At AICPA Engage, blockchain is on the brain

Blockchain was a favored subject during the 2017 AICPA Engage conference held this year in Las Vegas. Sessions on the technology were well attended, with attendees clearly interested in learning how the technology would affect the future of the accounting profession.

Blockchain technology is essentially a distributed ledger platform that contains, transmits and stores data in such a way that makes transactional activity extremely secure, and removes “middlemen” like banks and clearing houses. Blockchain is already in use, and Big Four firms -- most notably Deloitte, which has several blockchain innovation labs globally -- are already investing plenty of money and talent into the technology. The online currency Bitcoin is the most well-known example of an asset traded on blockchain technology, but smart contracts and general currency movement are some of assets the accounting profession is most interested in seeing come to life on blockchain in the near future.

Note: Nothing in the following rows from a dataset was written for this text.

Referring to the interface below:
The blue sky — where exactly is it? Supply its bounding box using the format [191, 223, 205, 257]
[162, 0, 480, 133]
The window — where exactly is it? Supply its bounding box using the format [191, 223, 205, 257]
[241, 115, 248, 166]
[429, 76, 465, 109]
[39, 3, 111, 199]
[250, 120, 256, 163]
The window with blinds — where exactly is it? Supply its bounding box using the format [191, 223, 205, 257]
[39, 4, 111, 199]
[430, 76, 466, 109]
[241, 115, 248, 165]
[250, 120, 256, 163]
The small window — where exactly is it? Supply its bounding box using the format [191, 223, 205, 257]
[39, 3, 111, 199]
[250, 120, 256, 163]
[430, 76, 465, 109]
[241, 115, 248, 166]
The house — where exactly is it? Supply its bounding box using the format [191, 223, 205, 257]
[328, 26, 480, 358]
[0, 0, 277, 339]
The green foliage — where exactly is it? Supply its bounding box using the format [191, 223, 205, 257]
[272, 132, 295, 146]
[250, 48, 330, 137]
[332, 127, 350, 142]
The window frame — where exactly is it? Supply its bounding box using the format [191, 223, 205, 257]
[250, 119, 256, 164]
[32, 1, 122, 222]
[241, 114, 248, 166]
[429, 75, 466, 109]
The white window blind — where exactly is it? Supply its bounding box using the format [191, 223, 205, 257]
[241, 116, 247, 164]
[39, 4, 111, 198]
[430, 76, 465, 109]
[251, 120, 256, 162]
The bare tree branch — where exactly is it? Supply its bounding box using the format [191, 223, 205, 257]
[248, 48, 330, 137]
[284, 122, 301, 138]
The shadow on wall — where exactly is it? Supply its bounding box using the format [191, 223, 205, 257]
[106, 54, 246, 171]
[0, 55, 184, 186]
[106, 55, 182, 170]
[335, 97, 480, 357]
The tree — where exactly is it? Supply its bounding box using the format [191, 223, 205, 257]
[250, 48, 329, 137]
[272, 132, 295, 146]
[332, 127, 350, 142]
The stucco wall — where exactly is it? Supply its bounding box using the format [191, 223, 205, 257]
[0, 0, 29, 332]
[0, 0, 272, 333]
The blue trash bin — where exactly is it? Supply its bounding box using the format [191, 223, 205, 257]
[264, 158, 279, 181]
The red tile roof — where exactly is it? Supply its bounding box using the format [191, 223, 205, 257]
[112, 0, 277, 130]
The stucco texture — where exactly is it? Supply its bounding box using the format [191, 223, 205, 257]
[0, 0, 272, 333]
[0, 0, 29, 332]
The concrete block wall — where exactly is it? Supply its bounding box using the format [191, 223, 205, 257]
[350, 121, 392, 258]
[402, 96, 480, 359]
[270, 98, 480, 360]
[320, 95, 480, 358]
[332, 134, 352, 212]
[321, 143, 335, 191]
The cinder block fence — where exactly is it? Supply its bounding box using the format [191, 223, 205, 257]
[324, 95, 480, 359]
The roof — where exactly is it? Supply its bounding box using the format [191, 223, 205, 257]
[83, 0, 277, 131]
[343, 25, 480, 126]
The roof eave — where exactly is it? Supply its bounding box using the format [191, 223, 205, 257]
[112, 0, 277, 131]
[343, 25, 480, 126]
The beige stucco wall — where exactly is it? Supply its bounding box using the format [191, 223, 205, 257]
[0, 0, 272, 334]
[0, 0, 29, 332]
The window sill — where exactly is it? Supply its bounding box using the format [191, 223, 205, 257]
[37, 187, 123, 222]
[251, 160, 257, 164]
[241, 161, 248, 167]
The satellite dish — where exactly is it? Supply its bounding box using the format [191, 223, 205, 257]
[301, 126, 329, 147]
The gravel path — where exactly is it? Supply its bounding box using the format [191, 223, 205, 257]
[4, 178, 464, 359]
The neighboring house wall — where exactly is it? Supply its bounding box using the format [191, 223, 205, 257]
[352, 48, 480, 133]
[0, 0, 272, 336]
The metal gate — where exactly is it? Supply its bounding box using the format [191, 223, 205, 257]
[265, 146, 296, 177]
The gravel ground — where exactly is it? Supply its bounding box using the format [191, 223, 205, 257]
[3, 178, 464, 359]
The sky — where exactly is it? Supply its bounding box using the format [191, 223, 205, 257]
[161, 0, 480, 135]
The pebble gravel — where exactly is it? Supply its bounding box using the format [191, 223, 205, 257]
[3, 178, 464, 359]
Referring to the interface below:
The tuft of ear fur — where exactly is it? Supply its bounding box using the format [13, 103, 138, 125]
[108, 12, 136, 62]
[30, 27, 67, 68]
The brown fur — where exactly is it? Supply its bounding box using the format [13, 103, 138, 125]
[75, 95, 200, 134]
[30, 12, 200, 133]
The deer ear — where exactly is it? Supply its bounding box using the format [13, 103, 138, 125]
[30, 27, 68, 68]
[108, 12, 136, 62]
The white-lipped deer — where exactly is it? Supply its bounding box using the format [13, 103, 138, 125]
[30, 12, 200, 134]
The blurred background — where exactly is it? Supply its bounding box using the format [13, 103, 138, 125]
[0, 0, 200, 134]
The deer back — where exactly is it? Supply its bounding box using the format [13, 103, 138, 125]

Consultant Gary Boomer of Boomer Consulting used his stage time at Engage to try and parse whether the promise of blockchain for the profession is reality or hype.

AICPA building in Durham, N.C.

“To understand what blockchain can do for you, you have to stop thinking linearly and locally,” he said. “You have to think exponentially and globally. What would you do if your company or firm were ten times bigger?”

That, he contended, is the promise of blockchain, as the technology would allow for much faster and much safer movement of assets, whether those assets are material goods, currencies or contracts. And the reality, Boomer said, is that “blockchain will not make your firm any money, and it will disrupt you -- unless you invest in it now.”

Amanda Wilkie, chief information officer at WithumSmith+Brown, went one step further and told attendees that blockchain would “change the world” -- especially the accounting world.

She recalled PCMag’s claim that 2017 would be the “year of the smart contract.” Smart contracts essentially take blockchain’s inherent ability to record and store blocks of data securely, and push that into the next step of taking that data and translating them into contracts. This is possible because if all blocks of data communicate with each other (as opposed to existing on different, disparate databases), the need for middlemen to construct contract clauses is removed. According to a recent Deloitte blog post, applications for such blockchain-based smart contracts include validating loan eligibility and executing transfer pricing agreements between subsidiaries.

While the IRS has not issued any new guidance on blockchain since 2014, last year, Congress formed a Congressional Blockchain Caucus; and the Treasury Inspector General for tax administration issued a report saying the United States need to overhaul its bitcoin strategy.

As for accountants? As Gary Boomer says, “Invest.”